The 2002 Winter Games oval was the first of six World Cup stops, where St-Gelais (timed at 1:32.286) won gold in the women’s 1000m by a hair ahead of Minjeong Choi of South Korea (1:32.339) on Saturday. Fan Kexin of China, the Sochi 2014 silver medallist, took bronze.
St-Gelais then won bronze in the 500m the next day, and returned to the podium later in women’s relay.
Valérie Maltais won a second individual bronze medal for Canada in the women’s 1500m final. Then Maltais joined St. Gelais, Kasandra Bradette and Kim Boutin to set a national relay record of 4:07.308 in the 3000m combined with third place finish behind South Korea and China.
Charles Hamelin’s won a silver medal in the men’s 1500m behind the 2013 World Champion, South Korea’s Sin Da-Woon.
In a Speed Skating Canada release St-Gelais said she felt she was “back in the game” after not being satisfied in the previous two seasons. “It feels really good to get the season off to a great start.”

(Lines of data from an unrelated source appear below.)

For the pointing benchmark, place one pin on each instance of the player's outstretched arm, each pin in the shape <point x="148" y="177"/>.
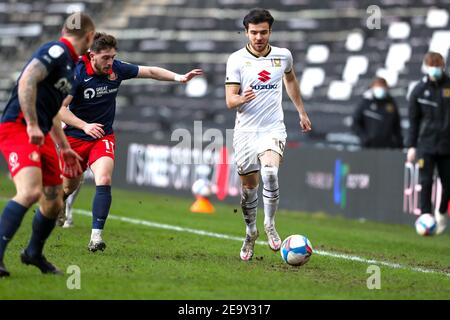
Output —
<point x="293" y="91"/>
<point x="234" y="99"/>
<point x="92" y="129"/>
<point x="72" y="167"/>
<point x="166" y="75"/>
<point x="34" y="73"/>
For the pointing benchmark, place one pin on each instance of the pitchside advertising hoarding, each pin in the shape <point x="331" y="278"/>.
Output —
<point x="368" y="184"/>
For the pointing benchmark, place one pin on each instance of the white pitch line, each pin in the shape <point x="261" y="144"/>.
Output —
<point x="228" y="237"/>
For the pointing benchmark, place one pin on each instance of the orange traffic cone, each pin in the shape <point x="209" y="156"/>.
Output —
<point x="202" y="205"/>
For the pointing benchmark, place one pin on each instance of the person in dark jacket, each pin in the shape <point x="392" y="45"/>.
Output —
<point x="429" y="133"/>
<point x="376" y="120"/>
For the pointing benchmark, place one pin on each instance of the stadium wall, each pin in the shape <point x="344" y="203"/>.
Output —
<point x="366" y="184"/>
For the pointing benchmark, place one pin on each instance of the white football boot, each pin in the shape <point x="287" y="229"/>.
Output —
<point x="248" y="246"/>
<point x="273" y="238"/>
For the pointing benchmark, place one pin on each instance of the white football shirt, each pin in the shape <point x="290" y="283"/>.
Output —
<point x="265" y="76"/>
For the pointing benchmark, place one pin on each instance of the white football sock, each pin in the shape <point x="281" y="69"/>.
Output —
<point x="271" y="193"/>
<point x="249" y="204"/>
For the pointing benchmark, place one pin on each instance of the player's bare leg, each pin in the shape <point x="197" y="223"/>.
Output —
<point x="28" y="182"/>
<point x="270" y="162"/>
<point x="69" y="187"/>
<point x="43" y="224"/>
<point x="102" y="169"/>
<point x="249" y="204"/>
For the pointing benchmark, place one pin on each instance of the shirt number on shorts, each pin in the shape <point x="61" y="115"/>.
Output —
<point x="280" y="144"/>
<point x="109" y="146"/>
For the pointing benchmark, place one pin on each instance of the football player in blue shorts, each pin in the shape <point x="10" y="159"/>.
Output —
<point x="30" y="129"/>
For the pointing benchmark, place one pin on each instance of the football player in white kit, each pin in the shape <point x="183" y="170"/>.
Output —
<point x="254" y="78"/>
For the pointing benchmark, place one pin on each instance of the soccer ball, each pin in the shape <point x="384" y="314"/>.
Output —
<point x="201" y="188"/>
<point x="296" y="250"/>
<point x="426" y="225"/>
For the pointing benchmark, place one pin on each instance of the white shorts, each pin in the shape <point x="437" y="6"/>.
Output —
<point x="248" y="146"/>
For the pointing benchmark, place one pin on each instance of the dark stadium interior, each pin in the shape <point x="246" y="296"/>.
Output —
<point x="336" y="55"/>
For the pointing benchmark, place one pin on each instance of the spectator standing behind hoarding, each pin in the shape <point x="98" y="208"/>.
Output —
<point x="429" y="134"/>
<point x="376" y="120"/>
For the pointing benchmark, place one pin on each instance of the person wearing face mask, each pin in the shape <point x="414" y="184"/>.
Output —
<point x="376" y="120"/>
<point x="429" y="134"/>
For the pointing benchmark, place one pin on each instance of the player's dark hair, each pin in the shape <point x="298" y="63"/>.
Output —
<point x="433" y="59"/>
<point x="379" y="80"/>
<point x="103" y="41"/>
<point x="256" y="16"/>
<point x="78" y="24"/>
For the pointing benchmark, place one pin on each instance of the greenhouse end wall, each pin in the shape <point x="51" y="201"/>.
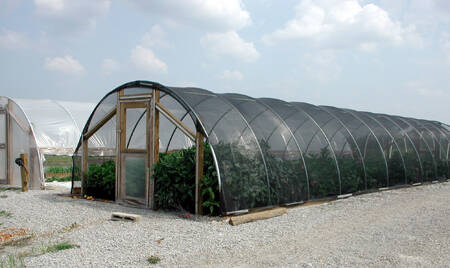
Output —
<point x="271" y="152"/>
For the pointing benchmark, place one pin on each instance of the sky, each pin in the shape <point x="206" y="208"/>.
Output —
<point x="386" y="56"/>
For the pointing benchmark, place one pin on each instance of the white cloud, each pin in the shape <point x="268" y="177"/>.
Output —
<point x="322" y="66"/>
<point x="109" y="66"/>
<point x="156" y="37"/>
<point x="144" y="58"/>
<point x="68" y="16"/>
<point x="427" y="92"/>
<point x="229" y="44"/>
<point x="445" y="46"/>
<point x="231" y="75"/>
<point x="66" y="64"/>
<point x="13" y="40"/>
<point x="218" y="14"/>
<point x="343" y="24"/>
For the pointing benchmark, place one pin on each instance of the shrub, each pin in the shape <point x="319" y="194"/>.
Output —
<point x="175" y="181"/>
<point x="100" y="180"/>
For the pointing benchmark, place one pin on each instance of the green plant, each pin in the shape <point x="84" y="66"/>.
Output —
<point x="175" y="181"/>
<point x="4" y="213"/>
<point x="58" y="247"/>
<point x="12" y="261"/>
<point x="100" y="180"/>
<point x="9" y="188"/>
<point x="153" y="259"/>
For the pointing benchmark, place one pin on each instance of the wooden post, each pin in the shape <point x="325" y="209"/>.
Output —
<point x="84" y="165"/>
<point x="198" y="173"/>
<point x="153" y="148"/>
<point x="9" y="144"/>
<point x="156" y="129"/>
<point x="118" y="147"/>
<point x="24" y="172"/>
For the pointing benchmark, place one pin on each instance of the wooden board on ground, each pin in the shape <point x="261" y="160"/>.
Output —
<point x="117" y="216"/>
<point x="236" y="220"/>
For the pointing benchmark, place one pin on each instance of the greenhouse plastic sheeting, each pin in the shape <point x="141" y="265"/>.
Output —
<point x="272" y="152"/>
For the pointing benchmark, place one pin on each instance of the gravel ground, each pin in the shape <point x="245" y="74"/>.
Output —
<point x="404" y="227"/>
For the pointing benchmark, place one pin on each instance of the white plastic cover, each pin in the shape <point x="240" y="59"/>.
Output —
<point x="57" y="125"/>
<point x="41" y="127"/>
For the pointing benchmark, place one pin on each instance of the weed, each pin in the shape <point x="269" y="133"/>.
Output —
<point x="60" y="246"/>
<point x="9" y="188"/>
<point x="153" y="259"/>
<point x="4" y="213"/>
<point x="12" y="261"/>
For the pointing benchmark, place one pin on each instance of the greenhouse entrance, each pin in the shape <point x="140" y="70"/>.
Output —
<point x="133" y="125"/>
<point x="134" y="178"/>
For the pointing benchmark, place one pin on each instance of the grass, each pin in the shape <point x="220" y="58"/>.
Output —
<point x="4" y="213"/>
<point x="59" y="247"/>
<point x="9" y="188"/>
<point x="153" y="259"/>
<point x="12" y="261"/>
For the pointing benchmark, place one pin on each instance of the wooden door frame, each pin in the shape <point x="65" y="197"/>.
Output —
<point x="122" y="106"/>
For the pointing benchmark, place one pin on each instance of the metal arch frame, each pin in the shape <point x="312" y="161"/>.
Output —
<point x="393" y="140"/>
<point x="410" y="140"/>
<point x="170" y="92"/>
<point x="425" y="142"/>
<point x="297" y="107"/>
<point x="354" y="140"/>
<point x="181" y="119"/>
<point x="428" y="125"/>
<point x="261" y="101"/>
<point x="221" y="97"/>
<point x="247" y="98"/>
<point x="432" y="133"/>
<point x="299" y="126"/>
<point x="354" y="114"/>
<point x="32" y="136"/>
<point x="446" y="150"/>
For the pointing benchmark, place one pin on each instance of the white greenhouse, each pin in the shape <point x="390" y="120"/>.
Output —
<point x="37" y="128"/>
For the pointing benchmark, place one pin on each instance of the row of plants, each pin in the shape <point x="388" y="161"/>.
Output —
<point x="251" y="179"/>
<point x="174" y="176"/>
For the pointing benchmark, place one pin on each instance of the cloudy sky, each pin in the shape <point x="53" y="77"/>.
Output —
<point x="390" y="56"/>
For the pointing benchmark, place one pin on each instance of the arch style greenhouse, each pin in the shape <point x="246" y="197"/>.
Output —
<point x="266" y="151"/>
<point x="37" y="128"/>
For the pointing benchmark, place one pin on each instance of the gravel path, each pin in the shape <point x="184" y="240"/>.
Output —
<point x="404" y="227"/>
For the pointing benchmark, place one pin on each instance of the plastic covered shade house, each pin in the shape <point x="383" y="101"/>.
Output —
<point x="267" y="151"/>
<point x="37" y="128"/>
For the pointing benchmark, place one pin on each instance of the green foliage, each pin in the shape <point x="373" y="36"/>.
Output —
<point x="12" y="261"/>
<point x="58" y="169"/>
<point x="175" y="181"/>
<point x="59" y="247"/>
<point x="4" y="213"/>
<point x="100" y="181"/>
<point x="67" y="178"/>
<point x="323" y="177"/>
<point x="153" y="259"/>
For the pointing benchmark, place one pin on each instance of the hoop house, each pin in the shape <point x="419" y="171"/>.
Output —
<point x="37" y="128"/>
<point x="266" y="151"/>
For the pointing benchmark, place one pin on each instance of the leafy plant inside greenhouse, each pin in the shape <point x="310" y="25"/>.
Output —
<point x="100" y="180"/>
<point x="175" y="181"/>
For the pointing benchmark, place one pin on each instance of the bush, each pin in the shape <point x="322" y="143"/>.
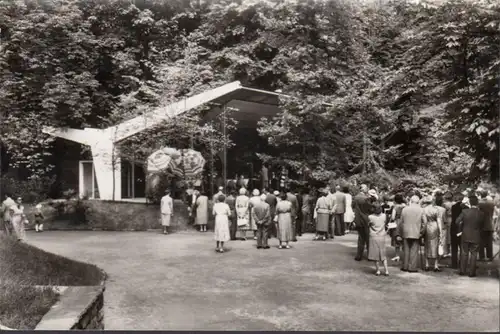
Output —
<point x="32" y="190"/>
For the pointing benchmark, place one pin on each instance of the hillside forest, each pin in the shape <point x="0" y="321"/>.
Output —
<point x="413" y="88"/>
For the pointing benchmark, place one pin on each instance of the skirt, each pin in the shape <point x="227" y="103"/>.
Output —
<point x="284" y="227"/>
<point x="18" y="227"/>
<point x="394" y="242"/>
<point x="431" y="240"/>
<point x="165" y="220"/>
<point x="376" y="248"/>
<point x="322" y="222"/>
<point x="221" y="228"/>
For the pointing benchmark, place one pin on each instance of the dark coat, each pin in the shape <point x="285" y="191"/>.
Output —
<point x="488" y="208"/>
<point x="471" y="222"/>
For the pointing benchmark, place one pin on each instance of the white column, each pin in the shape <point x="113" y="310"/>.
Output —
<point x="107" y="164"/>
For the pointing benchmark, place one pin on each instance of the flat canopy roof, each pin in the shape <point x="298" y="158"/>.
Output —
<point x="251" y="105"/>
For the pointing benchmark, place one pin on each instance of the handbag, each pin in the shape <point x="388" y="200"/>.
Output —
<point x="440" y="250"/>
<point x="242" y="222"/>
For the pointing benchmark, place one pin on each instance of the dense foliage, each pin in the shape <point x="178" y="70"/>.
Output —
<point x="383" y="86"/>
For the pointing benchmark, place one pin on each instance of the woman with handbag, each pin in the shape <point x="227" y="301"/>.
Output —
<point x="399" y="205"/>
<point x="242" y="212"/>
<point x="284" y="220"/>
<point x="18" y="219"/>
<point x="432" y="219"/>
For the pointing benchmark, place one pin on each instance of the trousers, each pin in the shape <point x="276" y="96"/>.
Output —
<point x="339" y="224"/>
<point x="410" y="254"/>
<point x="486" y="244"/>
<point x="262" y="235"/>
<point x="469" y="252"/>
<point x="455" y="243"/>
<point x="363" y="235"/>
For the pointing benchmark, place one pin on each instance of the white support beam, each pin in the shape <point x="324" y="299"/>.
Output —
<point x="143" y="122"/>
<point x="76" y="135"/>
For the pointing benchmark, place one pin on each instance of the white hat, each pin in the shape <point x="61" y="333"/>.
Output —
<point x="373" y="193"/>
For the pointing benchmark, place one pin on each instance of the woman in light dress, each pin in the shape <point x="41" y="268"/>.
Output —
<point x="376" y="241"/>
<point x="242" y="212"/>
<point x="284" y="219"/>
<point x="18" y="219"/>
<point x="254" y="200"/>
<point x="349" y="212"/>
<point x="201" y="218"/>
<point x="394" y="224"/>
<point x="322" y="215"/>
<point x="221" y="211"/>
<point x="432" y="219"/>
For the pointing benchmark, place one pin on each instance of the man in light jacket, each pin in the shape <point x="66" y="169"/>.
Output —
<point x="410" y="229"/>
<point x="471" y="223"/>
<point x="488" y="208"/>
<point x="167" y="211"/>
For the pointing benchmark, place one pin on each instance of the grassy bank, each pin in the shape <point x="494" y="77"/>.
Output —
<point x="22" y="305"/>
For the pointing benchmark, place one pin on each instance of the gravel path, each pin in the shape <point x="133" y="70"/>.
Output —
<point x="178" y="282"/>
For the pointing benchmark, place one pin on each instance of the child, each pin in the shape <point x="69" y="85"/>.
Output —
<point x="38" y="218"/>
<point x="376" y="247"/>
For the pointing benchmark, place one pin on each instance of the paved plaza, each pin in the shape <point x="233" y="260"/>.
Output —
<point x="178" y="282"/>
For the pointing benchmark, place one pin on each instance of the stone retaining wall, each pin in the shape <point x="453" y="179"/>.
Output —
<point x="79" y="308"/>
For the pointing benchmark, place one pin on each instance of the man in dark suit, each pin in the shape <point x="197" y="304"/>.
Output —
<point x="298" y="222"/>
<point x="262" y="215"/>
<point x="471" y="223"/>
<point x="272" y="200"/>
<point x="455" y="240"/>
<point x="410" y="229"/>
<point x="295" y="209"/>
<point x="362" y="209"/>
<point x="339" y="210"/>
<point x="488" y="208"/>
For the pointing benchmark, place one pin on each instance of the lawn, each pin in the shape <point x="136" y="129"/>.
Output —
<point x="22" y="268"/>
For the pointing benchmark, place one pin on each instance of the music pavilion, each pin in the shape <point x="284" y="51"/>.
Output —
<point x="107" y="177"/>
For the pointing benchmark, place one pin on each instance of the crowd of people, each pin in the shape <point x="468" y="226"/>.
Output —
<point x="13" y="218"/>
<point x="461" y="226"/>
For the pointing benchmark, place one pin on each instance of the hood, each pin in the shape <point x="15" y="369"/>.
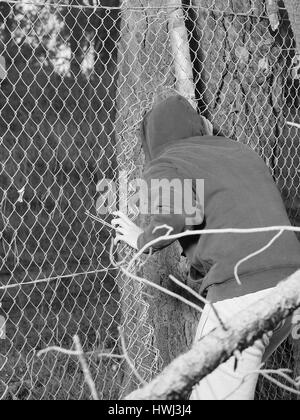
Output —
<point x="171" y="121"/>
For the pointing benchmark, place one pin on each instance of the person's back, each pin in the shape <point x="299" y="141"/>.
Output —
<point x="239" y="192"/>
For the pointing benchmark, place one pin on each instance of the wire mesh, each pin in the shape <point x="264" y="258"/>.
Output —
<point x="75" y="87"/>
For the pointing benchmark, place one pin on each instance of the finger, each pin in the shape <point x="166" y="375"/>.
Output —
<point x="121" y="230"/>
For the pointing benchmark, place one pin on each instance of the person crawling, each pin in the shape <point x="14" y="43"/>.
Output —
<point x="239" y="192"/>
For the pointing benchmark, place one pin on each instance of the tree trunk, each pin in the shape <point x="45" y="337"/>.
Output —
<point x="151" y="319"/>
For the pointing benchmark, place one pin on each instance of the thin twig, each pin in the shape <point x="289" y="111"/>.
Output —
<point x="200" y="298"/>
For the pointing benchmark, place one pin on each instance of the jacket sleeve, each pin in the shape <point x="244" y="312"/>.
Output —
<point x="166" y="205"/>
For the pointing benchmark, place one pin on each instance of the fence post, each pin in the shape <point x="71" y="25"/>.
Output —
<point x="145" y="70"/>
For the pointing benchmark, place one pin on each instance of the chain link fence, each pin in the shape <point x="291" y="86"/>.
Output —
<point x="66" y="86"/>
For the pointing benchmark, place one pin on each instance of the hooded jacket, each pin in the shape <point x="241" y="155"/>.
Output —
<point x="239" y="192"/>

Hamelin, the Olympic champion in the 1500m, praised his teammates for gate crashing the final where three of them appeared, “something I’ve really seen happen in my career” the Canadian said. He also complimented Korea’s Sin for a tactical victory in playing “the trap well at the end of the race” with another Korean, Lee Jung-Su, taking bronze.
It’ll be a homecoming for Team Canada in the second World Cup of the season from November 14-16 in Montreal. In December, the Asian leg of the tour takes the team to China and South Korea, before visiting Europe in February with hosts Germany and Turkey.
The World Championships take place in Moscow, Russia in March of 2015.